2. In the pedal bicycle described in claim 1, The steering assist motor, the battery, the first power harness member, and the torque transmission mechanism are as follows: When viewing the aforementioned pedal-equipped bicycle in the vertical direction, the position located between the right outer edge of the left pedal supported by the left crank and the left outer edge of the right pedal supported by the right crank is: A bicycle with pedals.

3. In the pedal bicycle described in claim 1, The steering assist motor, the battery, the first power harness member, and the torque transmission mechanism are as follows: When viewing the aforementioned bicycle with pedals in the vertical direction, the following is located between the ends of the crank axle connecting the left crank and the right crank: A bicycle with pedals.

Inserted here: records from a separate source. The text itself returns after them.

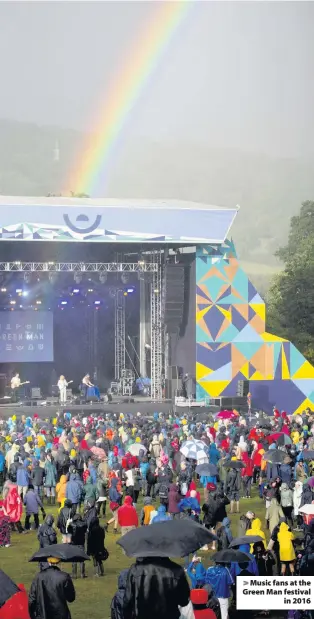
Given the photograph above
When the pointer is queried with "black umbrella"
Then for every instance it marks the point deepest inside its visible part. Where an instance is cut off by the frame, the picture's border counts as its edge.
(207, 469)
(173, 538)
(274, 456)
(234, 464)
(7, 588)
(67, 553)
(308, 454)
(231, 556)
(246, 539)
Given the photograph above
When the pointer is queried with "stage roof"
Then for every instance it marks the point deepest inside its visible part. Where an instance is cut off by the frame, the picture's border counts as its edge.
(113, 220)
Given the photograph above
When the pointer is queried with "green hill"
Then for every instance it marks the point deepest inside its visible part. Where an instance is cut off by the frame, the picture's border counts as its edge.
(269, 191)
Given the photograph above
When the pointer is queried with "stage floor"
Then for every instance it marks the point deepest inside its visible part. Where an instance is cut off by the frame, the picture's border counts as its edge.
(143, 405)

4. In the pedal bicycle according to claim 1 or 2, The steering assist motor, the battery, the first power harness member, and the torque transmission mechanism are as follows: When viewing the aforementioned pedal-equipped bicycle in the vertical direction, the position located between the left outer edge and the right outer edge of the down tube is: A bicycle with pedals.

5. In a pedal bicycle according to any one of claims 1 to 3, The steering assist motor, the battery, the first power harness member, and the torque transmission mechanism are as follows: When viewing the aforementioned pedal-equipped bicycle in the vertical direction, the front fork is located between the left outer edge of the left fork portion that supports the front wheel and the right outer edge of the right fork portion, A bicycle with pedals.